Mentiras contagiosas

Mentiras contagiosas

Year: 2008.
Editorial: Páginas de Espuma.

Half-way between essay and fiction, “Contagious Lies” is a collection of texts which explore the Novel’s limits, and dissects the possibilities of survival, challenging those who consider it a useless entertainment or certify its inevitable and forthcoming demise.

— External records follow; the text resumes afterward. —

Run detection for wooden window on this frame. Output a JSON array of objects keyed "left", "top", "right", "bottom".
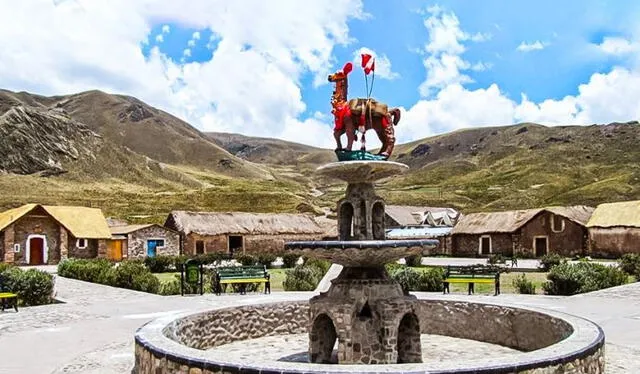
[
  {"left": 196, "top": 240, "right": 204, "bottom": 255},
  {"left": 551, "top": 214, "right": 564, "bottom": 232},
  {"left": 478, "top": 235, "right": 493, "bottom": 255}
]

Novels behave like viruses or parasites: their aim is too contaminate the greatest possible number of readers and to achieve this, they are condemned to passionately compete amongst themselves. Since the appearance of “Don Quixote”, novels infect and contaminate and sometimes turn into real epidemics. Provocatively playing with this evolutionary approach, Volpi places these literary organisms under the microscopic lens with the ultimate aim of studying their nature and reveal their enormous power of adaptation. From Orson Welles neurotic obsession with Cervantes’ characters, to the ties between novel and science, and to the ironic unmasking of academic studies, to the ferocious condemnation of clichés, “Contagious Lies” examines the not-always simple relationship between fiction and reality. In his reflections regarding the genealogy of Latin-American narrative, from Rulfo to Pitol, and from Fuentes to Bolaño, Volpi declares himself an enemy of any kind of border and ventures to imagine the lot of future generations.